BUS STOP—-the quicksilver bundle of naked insecurities, fateful determination and camera-ignited alchemy that was Marilyn Monroe coalesce in a just-right role, patiently guided by the emotionally attuned director of this 1956 hit. The romantic dramedy floored critics with admiration for her blossomed skill and drew an MM-besotted audience large enough to elbow its slight story to the years #20 spot, her magnetic star power facing off against an array of huge-scaled epics.*
In total, beyond the poignant central role, the 96-minute piece is pretty slim, some attitudes firmly carbon-dated to its era, with histrionic over-the-top broadness marring key characters. Credits-wise, it came loaded for bear: from a play by William Inge, scripted by George Axelrod, who’d just delivered a ditsy-blonde comic smash for Monroe in ’55 with The Seven Year Itch. That same year Inge’s Picnic was a hit, directed by Joshua Logan, who took the reins here.

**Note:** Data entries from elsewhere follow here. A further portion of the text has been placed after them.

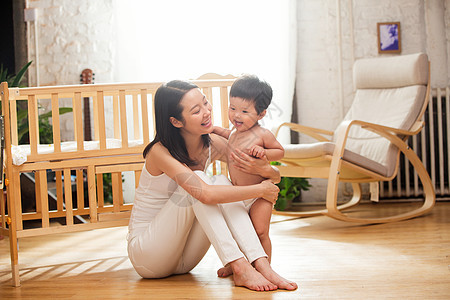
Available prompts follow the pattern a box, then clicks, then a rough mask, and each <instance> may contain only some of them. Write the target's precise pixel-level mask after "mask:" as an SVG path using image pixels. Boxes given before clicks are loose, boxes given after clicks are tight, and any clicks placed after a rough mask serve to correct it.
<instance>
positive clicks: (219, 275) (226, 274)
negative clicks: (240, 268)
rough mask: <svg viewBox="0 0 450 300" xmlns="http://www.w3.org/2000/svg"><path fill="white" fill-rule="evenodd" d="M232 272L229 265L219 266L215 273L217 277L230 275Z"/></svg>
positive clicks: (232, 269)
mask: <svg viewBox="0 0 450 300" xmlns="http://www.w3.org/2000/svg"><path fill="white" fill-rule="evenodd" d="M232 274H233V269H232V268H231V266H230V265H228V266H226V267H223V268H220V269H219V270H217V275H218V276H219V277H228V276H230V275H232Z"/></svg>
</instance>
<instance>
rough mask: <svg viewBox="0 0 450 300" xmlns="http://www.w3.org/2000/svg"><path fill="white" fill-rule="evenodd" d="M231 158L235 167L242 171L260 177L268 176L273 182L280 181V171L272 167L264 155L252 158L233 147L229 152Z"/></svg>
mask: <svg viewBox="0 0 450 300" xmlns="http://www.w3.org/2000/svg"><path fill="white" fill-rule="evenodd" d="M231 159H232V160H233V161H234V164H235V167H236V168H237V169H239V170H240V171H242V172H245V173H248V174H258V175H259V176H261V177H264V178H270V179H271V180H272V181H273V182H275V183H277V182H280V179H281V177H280V172H279V171H278V169H276V168H272V166H271V165H270V164H269V161H268V160H267V156H265V155H264V156H262V157H261V158H254V157H251V156H250V155H248V154H246V153H244V152H242V151H241V150H239V149H235V151H234V152H232V153H231Z"/></svg>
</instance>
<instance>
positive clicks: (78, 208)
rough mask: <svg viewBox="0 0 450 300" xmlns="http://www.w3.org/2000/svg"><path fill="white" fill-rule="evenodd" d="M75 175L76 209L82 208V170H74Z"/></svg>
mask: <svg viewBox="0 0 450 300" xmlns="http://www.w3.org/2000/svg"><path fill="white" fill-rule="evenodd" d="M75 173H76V176H77V210H78V209H83V208H84V180H83V170H80V169H78V170H76V172H75Z"/></svg>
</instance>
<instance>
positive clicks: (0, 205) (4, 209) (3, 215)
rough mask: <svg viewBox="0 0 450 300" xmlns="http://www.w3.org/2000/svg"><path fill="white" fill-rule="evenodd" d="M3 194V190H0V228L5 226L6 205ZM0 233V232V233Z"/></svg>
mask: <svg viewBox="0 0 450 300" xmlns="http://www.w3.org/2000/svg"><path fill="white" fill-rule="evenodd" d="M5 203H6V202H5V195H4V194H3V190H0V216H1V218H2V221H1V222H2V223H1V226H0V228H3V229H4V228H6V205H5ZM0 235H1V233H0Z"/></svg>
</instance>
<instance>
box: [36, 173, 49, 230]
mask: <svg viewBox="0 0 450 300" xmlns="http://www.w3.org/2000/svg"><path fill="white" fill-rule="evenodd" d="M36 177H37V178H39V186H40V189H39V195H36V196H38V197H36V201H40V203H41V214H42V228H47V227H49V226H50V219H49V214H48V194H47V171H46V170H41V171H37V172H36Z"/></svg>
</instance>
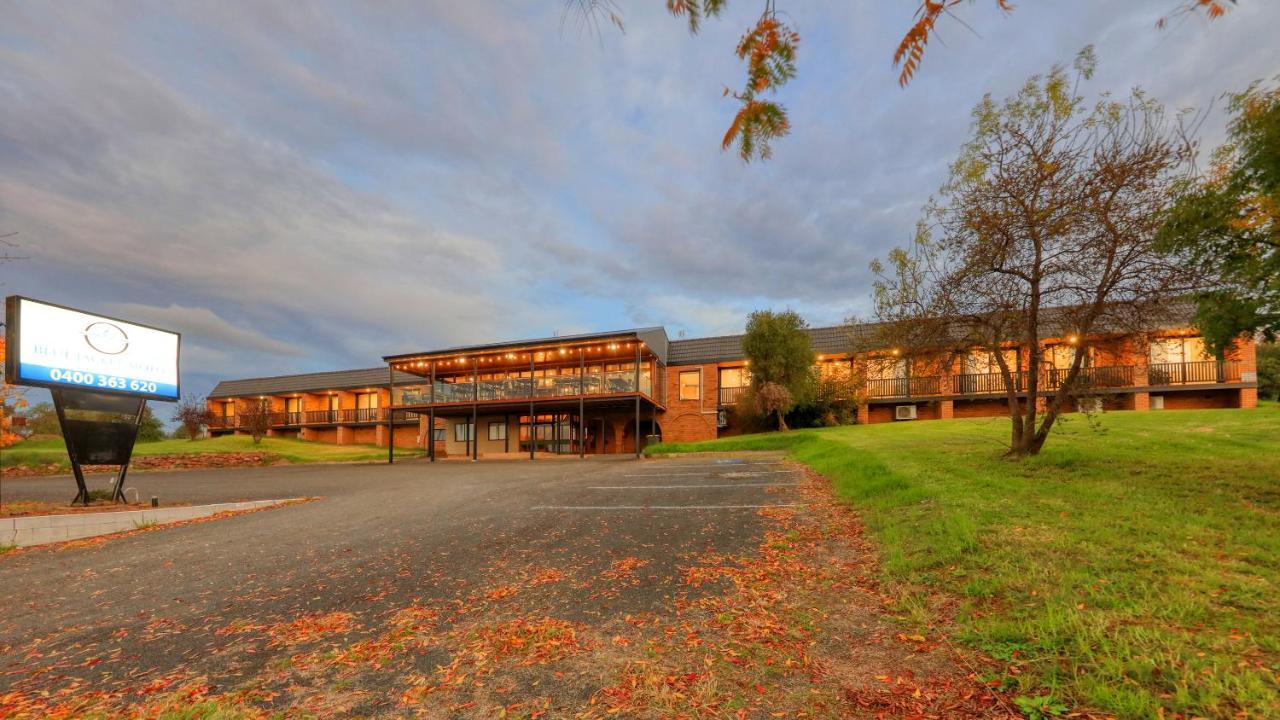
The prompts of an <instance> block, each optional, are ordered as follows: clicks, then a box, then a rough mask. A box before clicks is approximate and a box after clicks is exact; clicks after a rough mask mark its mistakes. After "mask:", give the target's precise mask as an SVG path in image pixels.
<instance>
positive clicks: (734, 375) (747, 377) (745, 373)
mask: <svg viewBox="0 0 1280 720" xmlns="http://www.w3.org/2000/svg"><path fill="white" fill-rule="evenodd" d="M749 377H750V375H749V374H748V373H746V368H721V387H746V384H748V383H746V380H748V378H749Z"/></svg>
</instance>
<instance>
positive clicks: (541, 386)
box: [397, 368, 653, 405]
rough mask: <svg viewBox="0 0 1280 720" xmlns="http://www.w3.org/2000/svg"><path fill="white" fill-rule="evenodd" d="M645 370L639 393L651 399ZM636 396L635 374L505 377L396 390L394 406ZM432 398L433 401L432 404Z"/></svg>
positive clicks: (633, 373)
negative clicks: (475, 402)
mask: <svg viewBox="0 0 1280 720" xmlns="http://www.w3.org/2000/svg"><path fill="white" fill-rule="evenodd" d="M652 389H653V388H652V379H650V374H649V370H648V369H646V368H645V369H641V373H640V383H639V392H641V393H645V395H653V392H652ZM635 392H637V386H636V373H635V370H611V372H599V373H588V374H585V375H581V378H580V377H579V375H577V374H576V373H573V374H563V375H548V377H539V378H527V377H509V378H502V379H486V380H485V379H483V380H477V382H472V380H470V379H467V380H463V382H443V380H436V382H435V389H434V395H433V388H431V384H430V383H428V384H421V386H411V387H403V388H397V393H398V397H397V405H431V404H433V402H434V404H435V405H449V404H470V402H495V401H527V400H545V398H557V397H563V398H568V397H577V396H579V395H582V396H611V395H630V393H635ZM433 398H434V400H433Z"/></svg>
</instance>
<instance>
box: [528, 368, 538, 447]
mask: <svg viewBox="0 0 1280 720" xmlns="http://www.w3.org/2000/svg"><path fill="white" fill-rule="evenodd" d="M536 386H538V380H535V379H534V351H532V350H530V351H529V459H530V460H532V459H534V448H535V447H538V437H536V436H538V423H535V421H534V393H535V392H536Z"/></svg>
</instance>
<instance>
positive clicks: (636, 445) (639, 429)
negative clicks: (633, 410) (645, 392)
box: [635, 342, 640, 460]
mask: <svg viewBox="0 0 1280 720" xmlns="http://www.w3.org/2000/svg"><path fill="white" fill-rule="evenodd" d="M635 391H636V460H640V343H639V342H636V387H635Z"/></svg>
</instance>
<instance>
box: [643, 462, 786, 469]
mask: <svg viewBox="0 0 1280 720" xmlns="http://www.w3.org/2000/svg"><path fill="white" fill-rule="evenodd" d="M650 462H653V464H654V465H662V466H663V468H681V469H684V468H728V469H732V468H754V466H756V465H785V464H786V462H781V461H780V462H694V464H691V465H667V464H664V462H663V461H662V460H652V461H650Z"/></svg>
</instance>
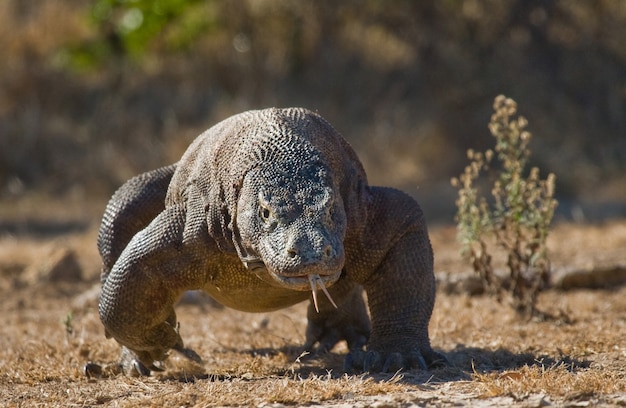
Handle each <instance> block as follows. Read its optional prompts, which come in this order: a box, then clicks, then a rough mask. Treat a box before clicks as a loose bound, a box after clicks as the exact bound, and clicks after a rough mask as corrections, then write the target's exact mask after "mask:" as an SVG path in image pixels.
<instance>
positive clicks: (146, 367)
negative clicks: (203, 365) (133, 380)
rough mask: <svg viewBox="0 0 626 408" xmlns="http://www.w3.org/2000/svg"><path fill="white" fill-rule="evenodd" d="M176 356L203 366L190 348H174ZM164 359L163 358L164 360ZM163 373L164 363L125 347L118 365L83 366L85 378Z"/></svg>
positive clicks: (121, 355) (158, 360)
mask: <svg viewBox="0 0 626 408" xmlns="http://www.w3.org/2000/svg"><path fill="white" fill-rule="evenodd" d="M172 350H175V351H176V352H178V355H180V356H182V357H184V358H185V359H187V360H189V361H190V362H193V363H195V364H199V365H201V366H202V365H204V362H203V361H202V358H201V357H200V356H199V355H198V353H196V352H195V351H193V350H192V349H190V348H185V347H182V346H175V347H174V348H172ZM164 359H165V358H164ZM112 367H114V368H112ZM161 371H165V363H164V361H162V360H156V361H155V360H153V359H152V358H151V357H150V356H149V355H148V354H147V353H141V352H139V353H136V352H134V351H132V350H130V349H128V348H126V347H122V352H121V356H120V361H119V363H118V364H114V365H113V364H109V365H100V364H97V363H93V362H88V363H87V364H85V367H84V372H85V375H86V376H87V378H100V377H109V376H112V375H117V374H119V373H120V372H122V373H124V375H126V376H128V377H148V376H150V375H151V374H152V373H153V372H161Z"/></svg>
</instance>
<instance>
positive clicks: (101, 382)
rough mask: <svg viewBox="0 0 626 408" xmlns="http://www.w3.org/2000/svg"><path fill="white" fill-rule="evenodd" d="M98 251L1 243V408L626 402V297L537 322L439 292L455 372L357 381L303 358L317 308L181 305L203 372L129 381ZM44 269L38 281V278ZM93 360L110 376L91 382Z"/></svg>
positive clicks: (417, 371) (31, 240) (435, 336)
mask: <svg viewBox="0 0 626 408" xmlns="http://www.w3.org/2000/svg"><path fill="white" fill-rule="evenodd" d="M451 234H452V232H451V230H450V229H448V228H437V229H434V230H433V231H432V236H433V244H434V247H435V251H436V254H437V255H438V256H437V269H438V270H440V271H441V270H462V269H463V268H466V267H465V266H464V264H463V263H461V262H459V259H458V257H457V252H456V251H457V248H456V245H455V244H454V241H453V240H450V239H448V236H449V235H451ZM568 237H570V238H571V241H570V242H572V243H573V244H575V245H577V246H578V247H579V251H578V258H576V260H574V261H576V262H579V261H580V262H582V261H583V259H586V261H587V262H594V259H595V258H596V257H597V256H600V257H601V258H603V255H602V251H603V250H604V251H605V252H606V253H609V254H613V255H615V254H617V253H618V249H619V248H620V246H621V247H622V248H623V246H622V245H623V243H624V242H625V241H626V223H625V222H621V223H614V224H613V225H606V226H603V227H600V226H593V227H583V226H572V225H565V226H561V227H559V228H557V230H556V232H555V235H554V240H553V241H552V246H554V243H560V244H559V245H557V248H554V250H555V254H554V259H555V263H556V266H557V267H558V266H559V265H563V263H564V262H568V257H570V251H571V248H569V247H566V243H567V242H568V241H567V240H566V238H568ZM584 237H586V239H587V240H589V241H591V242H594V241H595V239H596V238H600V237H602V239H603V241H602V242H603V243H604V246H603V248H600V247H599V246H598V247H597V248H595V250H594V251H595V252H593V253H588V254H587V256H586V258H585V256H584V254H583V252H584V250H585V247H584V246H583V242H584V241H582V239H583V238H584ZM94 242H95V231H94V230H92V229H90V230H88V231H86V232H82V233H72V234H68V235H65V236H55V237H54V238H53V239H41V238H38V239H35V238H32V237H31V236H27V235H23V236H20V235H18V236H13V237H9V236H4V237H3V238H1V239H0V288H1V290H2V293H3V296H2V300H1V301H0V312H1V313H2V315H3V319H4V324H3V325H2V326H1V327H0V395H1V396H0V405H1V406H53V407H54V406H59V407H60V406H96V405H103V406H122V407H125V406H138V405H140V406H186V407H195V406H198V407H200V406H262V405H264V404H274V403H279V404H285V405H302V404H308V405H324V406H369V405H372V404H375V403H376V404H381V405H385V404H387V405H389V406H396V405H401V404H405V405H411V404H438V405H440V406H450V405H455V404H463V403H465V404H468V403H471V404H472V405H480V404H507V405H511V404H513V405H515V404H520V405H525V404H530V403H534V402H533V401H535V400H536V399H538V400H542V401H543V400H546V401H549V402H551V403H557V404H562V403H563V404H565V403H573V402H577V403H578V402H581V401H582V402H585V403H596V402H597V403H606V404H614V405H618V404H622V405H623V403H624V397H623V396H624V395H626V345H625V344H624V341H623V339H624V338H626V287H617V288H613V289H610V290H578V291H569V292H558V291H548V292H546V293H544V294H542V295H541V296H540V299H539V307H540V308H543V309H548V310H551V311H553V312H559V311H562V312H563V313H564V314H567V315H568V316H569V318H570V320H571V322H570V323H565V322H559V321H524V320H522V319H520V318H519V317H518V316H517V315H516V314H515V312H514V311H512V310H509V308H506V307H502V306H500V305H499V304H497V303H496V302H495V301H494V300H492V299H490V298H487V297H470V296H467V295H446V294H443V293H440V294H439V296H438V299H437V304H436V307H435V312H434V315H433V319H432V321H431V337H432V342H433V344H434V346H435V347H436V348H438V349H439V350H442V351H443V352H445V353H446V354H447V356H448V358H449V359H450V361H451V362H452V366H451V367H448V368H445V369H441V370H434V371H431V372H421V371H409V372H405V373H400V374H395V375H394V374H389V375H375V376H369V375H360V376H347V375H344V374H343V373H342V372H341V365H342V359H343V353H345V347H343V346H338V347H337V348H336V349H335V350H334V351H333V353H331V354H329V355H327V356H322V357H315V358H312V357H310V356H301V355H300V351H299V348H298V346H299V345H300V344H302V342H303V340H304V337H303V336H304V328H305V325H306V320H305V308H304V305H297V306H295V307H292V308H289V309H285V310H282V311H279V312H275V313H267V314H265V313H264V314H246V313H240V312H236V311H232V310H228V309H225V308H219V307H216V306H215V305H213V304H211V303H210V302H207V301H198V300H196V301H194V302H187V303H183V304H181V305H179V307H178V315H179V318H180V321H181V327H182V333H183V337H184V338H185V340H186V344H187V346H189V347H191V348H193V349H195V350H196V351H197V352H198V353H199V354H200V355H201V356H202V357H203V358H204V360H205V366H204V367H199V366H197V365H192V364H190V363H188V362H187V361H186V360H185V359H183V358H182V357H179V356H177V355H175V354H174V355H172V358H171V359H170V361H168V363H167V367H168V370H167V371H166V372H164V373H162V374H160V375H157V376H155V377H152V378H140V379H138V378H127V377H124V376H121V375H117V374H115V373H114V371H115V370H114V368H115V362H116V359H117V355H118V347H117V345H116V344H115V342H114V341H111V340H107V339H105V338H104V336H103V333H102V328H101V325H100V322H99V320H98V316H97V307H96V303H97V276H98V268H99V264H98V258H97V253H96V250H95V245H94ZM59 247H60V248H69V249H73V250H75V251H76V253H77V254H78V255H77V258H78V261H79V263H80V265H81V267H82V272H83V279H82V280H80V281H78V282H76V281H74V282H66V281H63V279H62V278H61V279H57V280H58V281H51V280H50V278H49V277H47V276H46V274H45V270H44V269H42V268H43V266H42V265H45V263H46V258H47V257H48V256H49V254H50V253H51V251H52V250H53V249H55V248H59ZM559 248H563V250H562V251H560V250H559ZM592 249H593V248H592ZM32 270H37V271H38V273H39V274H38V275H37V276H38V277H39V280H38V281H33V279H32V276H31V277H30V278H28V277H27V276H26V275H28V274H29V273H32ZM29 271H30V272H29ZM88 361H95V362H99V363H103V364H105V369H108V370H109V371H105V375H103V376H102V377H101V378H87V377H86V376H85V375H84V372H83V368H84V365H85V363H87V362H88ZM107 364H108V366H106V365H107ZM535 402H536V401H535Z"/></svg>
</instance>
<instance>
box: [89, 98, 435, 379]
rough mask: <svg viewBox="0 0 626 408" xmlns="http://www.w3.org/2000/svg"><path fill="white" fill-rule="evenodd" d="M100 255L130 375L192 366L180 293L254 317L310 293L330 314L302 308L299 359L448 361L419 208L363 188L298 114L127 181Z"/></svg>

A rambunctious and naive (to put it mildly) Montana rancher (Don Murray) and his more worldly pal (Arthur O’Connell) bus to a rodeo in Phoenix. At a cheesy bar, the sincere but clueless poke is bewitched by a sincere but ill-used singer (Monroe): he almost literally kidnaps her for his mate. Presently, her honesty about who she is and what she does (she’s “been around”) and cooler heads (everyone but Murray’s) knock sense into the caveman bronco.
Murray, 27 in his film debut, made a splash and was Oscar-nominated as Supporting Actor (it’s really a lead), but his character is so off-putting, obnoxious and cartoonish it’s hard to stomach. Murray related the tack Logan took with him: “‘Now Don, Marilyn is a big star, but I want you to totally forget about her being a star at all, so when you come on the set, I want you to be like Attila the Hun: I want you to take over the scene. Destroy the furniture if you need to, do anything, I want the wildest cowboy that ever lived.’ So that’s how he directed, I would never have thought of that myself, and whenever anyone talked to me about my nomination, I thought to myself, ‘Well, the one that should get the nomination, is Josh Logan, because it is more his performance than it is my own.” O’Connell had just been buffered by a nomination for his supporting work for Logan-Inge in Picnic and Betty Field came over from that film as well. New to movie audiences were Eileen Heckart and Hope Lange (debut, 22). Robert Bray, Hans Conreid and Casey Adams round out the cast.
At 30, working in the business for nine years, toiling through 19 bits and small parts before breaking big in Niagara, Monroe marked this as her 7th consecutive hit, one where she was bound and determined to stretch her chops beyond the eye-dazzling and amusing bombshell zone. As ever, her petulant quirks and draining habits tasked most of the crew (the Star rules: tough it out), but she found a sympathetic spirit in director Logan. She was behind the savvy and strategic choices for deliberately tacky makeup and costuming to fit the part rather than her image, and managed to collect her ever-straying focus into exact dialect and attitudinal choices for the hopeful, wary, pitiful and put-upon ‘Cherie’. She does a superb job with the talent-shy gal’s mangling of “That Old Black Magic” and her reactions to Murray’s initially oafish and clumsy, then abashed, attempt to treat her with dignity (unlike other men) are affecting little bits of Monroe magic. Logan and editor William Reynolds put together the fragmented pieces coaxed out of the actress into something that comes off as seamless. An irked industry, not keen to tolerate independent-minded artists, ignored her excellent work at Oscar time: she should have been nominated (the same would later hold for Some Like It Hot). In her remaining six years she added only four more performances to her roster, then Legend took over, tending to obscure the indefinable specialness she exhibited, the spark that has eluded so many imitators. While the movie itself is only soso, if you want to ‘get’ Marilyn, you ought to catch this for her work alone.
The $2,200,000 production has attractive location backgrounds in Idaho and Arizona. Returns pulled in $12,100,000. Sweethearts Murray and Lange married thereafter.
* Monroe’s bedraggled yet game Cherie gleamed a defiant nugget of human-scale personality in the scope-swept pageantry of The Ten Commandments, Around The World In 80 Days, Giant, War And Peace, The King and I and The Searchers. Among all those thousands of Red Sea extras, globe-hopping balloonists, battles and oil gushers, a dancing King and a demoniacal Duke, Monroe’s lovelorn Ozarks b-girl, with her sad warbling under hurt eyes, revealed a fragile heart beneath the deceptive mask of voluptuous curves.